I was telling someone this week that I used to get mad, as a young manager, when employees left my team. Whether they transferred, got promoted out of my department, moved away, took a new job, or I had to let them go for performance issues, I felt abandoned and it made me angry (and sometimes, I admit, mean). Then I witnessed a peer ghosting one of their employees during the two-week notice period, and I saw how bad it made the employee, a person, feel. And I decided the abandonment thing was all about me. So then I made it a point to celebrate with people when they moved on. Congratulate them. Wish them well. I felt better and they did, too.
One of the gifts I often give employees who are leaving is a copy of this book.
Helpful as they start to make friends in their new job. Helpful to remember the friends that they made at their old job.******
*Catholic because the people I embarrassed her in front of were my father’s family, who were super-Catholic and had made her sign an agreement before she married him, promising to raise us as good little Catholics. Only when he came back from Vietnam, he had decided religion was BS, and so she figured the agreement didn’t hold. She found out that his family disagreed and was too nonconfrontational to stand up to them. And there was that thing about the times tables that kind of pulled the experimental school leg out from under her.
**I think this happened when I was 12 but, to be honest, it feels like everything that happened in Tucson happened when I was 12. I never find myself saying, When I was 11 or when I was 10. Something happened when I was 12, and so I remember everything that happened in Tucson with that age.
***But none of your friends will actually read the draft of your book on how to manage projects and change for non-project managers that you share with them.
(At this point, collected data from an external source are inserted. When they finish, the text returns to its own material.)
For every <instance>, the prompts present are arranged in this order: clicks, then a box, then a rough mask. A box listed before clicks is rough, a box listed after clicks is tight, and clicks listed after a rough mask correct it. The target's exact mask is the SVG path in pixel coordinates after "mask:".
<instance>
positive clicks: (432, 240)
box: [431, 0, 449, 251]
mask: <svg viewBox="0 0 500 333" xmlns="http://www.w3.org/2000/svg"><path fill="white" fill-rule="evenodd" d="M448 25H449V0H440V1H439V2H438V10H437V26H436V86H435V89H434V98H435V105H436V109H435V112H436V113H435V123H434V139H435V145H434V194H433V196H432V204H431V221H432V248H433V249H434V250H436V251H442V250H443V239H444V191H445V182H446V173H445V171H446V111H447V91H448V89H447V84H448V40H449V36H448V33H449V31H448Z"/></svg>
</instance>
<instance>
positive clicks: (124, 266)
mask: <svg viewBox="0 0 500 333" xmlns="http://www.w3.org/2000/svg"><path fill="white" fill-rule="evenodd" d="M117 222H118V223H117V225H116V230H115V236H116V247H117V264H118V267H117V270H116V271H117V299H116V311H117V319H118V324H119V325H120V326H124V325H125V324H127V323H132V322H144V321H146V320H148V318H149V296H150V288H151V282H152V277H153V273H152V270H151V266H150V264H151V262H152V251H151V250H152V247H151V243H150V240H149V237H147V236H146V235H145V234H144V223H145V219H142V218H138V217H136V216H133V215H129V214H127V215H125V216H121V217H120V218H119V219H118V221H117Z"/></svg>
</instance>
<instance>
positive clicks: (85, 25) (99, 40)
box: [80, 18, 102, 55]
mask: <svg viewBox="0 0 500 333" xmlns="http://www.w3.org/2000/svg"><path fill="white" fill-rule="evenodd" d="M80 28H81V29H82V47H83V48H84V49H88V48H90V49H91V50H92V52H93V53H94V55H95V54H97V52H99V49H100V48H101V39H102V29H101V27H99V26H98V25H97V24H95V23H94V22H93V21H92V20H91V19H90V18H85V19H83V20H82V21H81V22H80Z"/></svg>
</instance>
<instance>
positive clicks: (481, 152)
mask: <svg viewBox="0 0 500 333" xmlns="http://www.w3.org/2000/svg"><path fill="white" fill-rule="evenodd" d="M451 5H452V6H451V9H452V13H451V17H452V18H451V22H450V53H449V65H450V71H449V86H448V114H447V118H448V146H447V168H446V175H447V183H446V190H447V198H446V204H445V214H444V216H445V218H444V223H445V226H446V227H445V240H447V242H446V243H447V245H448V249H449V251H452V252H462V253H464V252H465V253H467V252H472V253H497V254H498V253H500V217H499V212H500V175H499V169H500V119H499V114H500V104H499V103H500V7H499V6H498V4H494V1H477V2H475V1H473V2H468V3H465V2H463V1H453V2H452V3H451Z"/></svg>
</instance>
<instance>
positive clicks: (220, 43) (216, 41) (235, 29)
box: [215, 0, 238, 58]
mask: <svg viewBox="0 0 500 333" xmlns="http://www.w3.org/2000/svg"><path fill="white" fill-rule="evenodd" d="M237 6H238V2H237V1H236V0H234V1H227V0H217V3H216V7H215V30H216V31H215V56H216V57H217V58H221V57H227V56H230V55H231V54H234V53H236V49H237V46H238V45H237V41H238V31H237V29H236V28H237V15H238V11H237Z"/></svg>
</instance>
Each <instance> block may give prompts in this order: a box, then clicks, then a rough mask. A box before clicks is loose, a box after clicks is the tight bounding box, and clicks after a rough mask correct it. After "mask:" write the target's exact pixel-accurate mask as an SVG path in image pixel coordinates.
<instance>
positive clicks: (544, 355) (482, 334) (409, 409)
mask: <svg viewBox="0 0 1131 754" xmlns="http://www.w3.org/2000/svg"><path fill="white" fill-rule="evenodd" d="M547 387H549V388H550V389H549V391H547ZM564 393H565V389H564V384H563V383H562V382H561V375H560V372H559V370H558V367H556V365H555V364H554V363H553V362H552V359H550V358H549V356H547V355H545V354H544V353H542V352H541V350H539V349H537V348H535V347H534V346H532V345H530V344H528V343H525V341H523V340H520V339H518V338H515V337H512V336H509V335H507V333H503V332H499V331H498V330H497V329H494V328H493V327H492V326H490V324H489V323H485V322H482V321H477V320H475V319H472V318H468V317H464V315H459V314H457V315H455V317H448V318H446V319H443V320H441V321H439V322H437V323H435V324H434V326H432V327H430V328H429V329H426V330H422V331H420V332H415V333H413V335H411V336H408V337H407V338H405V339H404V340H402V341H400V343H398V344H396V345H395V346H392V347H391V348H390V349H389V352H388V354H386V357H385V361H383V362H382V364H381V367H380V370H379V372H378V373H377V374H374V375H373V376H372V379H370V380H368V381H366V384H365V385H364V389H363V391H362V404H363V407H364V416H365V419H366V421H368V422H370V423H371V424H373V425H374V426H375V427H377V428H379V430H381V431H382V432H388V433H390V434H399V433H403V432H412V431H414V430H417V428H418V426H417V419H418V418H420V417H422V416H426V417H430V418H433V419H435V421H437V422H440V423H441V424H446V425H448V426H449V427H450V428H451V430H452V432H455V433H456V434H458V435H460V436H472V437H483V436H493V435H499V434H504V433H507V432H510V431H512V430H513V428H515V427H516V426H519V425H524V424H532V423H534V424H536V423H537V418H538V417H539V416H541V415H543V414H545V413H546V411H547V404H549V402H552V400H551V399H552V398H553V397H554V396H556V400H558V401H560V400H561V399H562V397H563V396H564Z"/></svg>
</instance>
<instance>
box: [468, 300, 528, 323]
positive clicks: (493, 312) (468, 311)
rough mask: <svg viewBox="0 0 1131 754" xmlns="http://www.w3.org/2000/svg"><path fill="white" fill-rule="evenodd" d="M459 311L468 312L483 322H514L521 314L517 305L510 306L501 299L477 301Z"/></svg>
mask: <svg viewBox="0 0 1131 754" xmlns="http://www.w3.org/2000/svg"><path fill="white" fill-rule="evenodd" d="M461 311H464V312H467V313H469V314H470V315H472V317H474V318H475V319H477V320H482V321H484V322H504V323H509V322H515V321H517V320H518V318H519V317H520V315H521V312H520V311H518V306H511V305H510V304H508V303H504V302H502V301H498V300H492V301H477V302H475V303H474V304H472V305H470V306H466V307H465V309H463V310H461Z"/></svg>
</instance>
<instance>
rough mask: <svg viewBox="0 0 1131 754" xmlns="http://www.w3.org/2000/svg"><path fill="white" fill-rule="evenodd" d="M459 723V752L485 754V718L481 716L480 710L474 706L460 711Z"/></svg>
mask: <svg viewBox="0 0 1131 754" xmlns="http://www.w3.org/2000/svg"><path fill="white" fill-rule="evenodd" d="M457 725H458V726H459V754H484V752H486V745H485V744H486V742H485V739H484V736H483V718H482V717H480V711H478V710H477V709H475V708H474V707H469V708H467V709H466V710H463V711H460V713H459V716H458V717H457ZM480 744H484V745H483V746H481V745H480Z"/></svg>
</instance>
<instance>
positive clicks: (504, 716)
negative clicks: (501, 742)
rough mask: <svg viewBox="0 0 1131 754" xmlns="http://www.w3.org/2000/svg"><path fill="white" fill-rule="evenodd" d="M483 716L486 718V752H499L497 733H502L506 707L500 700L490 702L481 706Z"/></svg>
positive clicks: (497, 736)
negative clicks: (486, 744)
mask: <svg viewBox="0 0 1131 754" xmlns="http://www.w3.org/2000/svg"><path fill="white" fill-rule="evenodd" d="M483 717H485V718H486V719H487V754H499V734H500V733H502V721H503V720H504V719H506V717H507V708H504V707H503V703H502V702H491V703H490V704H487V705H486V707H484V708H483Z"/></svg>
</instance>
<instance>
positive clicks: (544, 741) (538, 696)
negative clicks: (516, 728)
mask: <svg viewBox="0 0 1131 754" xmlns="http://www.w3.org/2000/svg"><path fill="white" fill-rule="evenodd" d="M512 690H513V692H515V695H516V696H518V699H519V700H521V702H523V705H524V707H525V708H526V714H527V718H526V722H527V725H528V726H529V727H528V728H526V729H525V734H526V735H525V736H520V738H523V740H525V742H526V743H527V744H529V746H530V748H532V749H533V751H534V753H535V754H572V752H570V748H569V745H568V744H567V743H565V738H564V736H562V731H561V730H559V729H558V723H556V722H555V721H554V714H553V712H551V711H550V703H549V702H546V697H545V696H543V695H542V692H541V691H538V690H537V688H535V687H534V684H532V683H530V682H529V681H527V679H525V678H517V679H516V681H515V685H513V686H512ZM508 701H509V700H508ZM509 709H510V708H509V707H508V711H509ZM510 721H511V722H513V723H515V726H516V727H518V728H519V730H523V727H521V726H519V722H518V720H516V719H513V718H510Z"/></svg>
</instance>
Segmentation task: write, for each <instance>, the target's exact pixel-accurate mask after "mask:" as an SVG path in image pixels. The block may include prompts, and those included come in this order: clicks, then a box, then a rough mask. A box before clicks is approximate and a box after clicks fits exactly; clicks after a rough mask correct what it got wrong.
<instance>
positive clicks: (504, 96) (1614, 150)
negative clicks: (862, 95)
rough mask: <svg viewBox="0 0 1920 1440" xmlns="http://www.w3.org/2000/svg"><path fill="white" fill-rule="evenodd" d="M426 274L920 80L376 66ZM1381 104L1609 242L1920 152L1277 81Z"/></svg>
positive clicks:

C’mon guys!
****Time for an update, Tom, based on how to do this in a remote-work / hybrid sort of world.
*****Getting to know everybody is kind of my vibe. It’s how I succeed. I’ve been known to introduce myself to people in elevators. I’m not as good as cousin, Pam, who could walk into a restaurant, five minutes later have everybody singing together, know their names in 10 minutes, and go home with at least one new best friend. I miss Pam.
******p.s. Oh by the way, although I think Rath never mentions the word in his book, this thing about making friends – some people call it networking.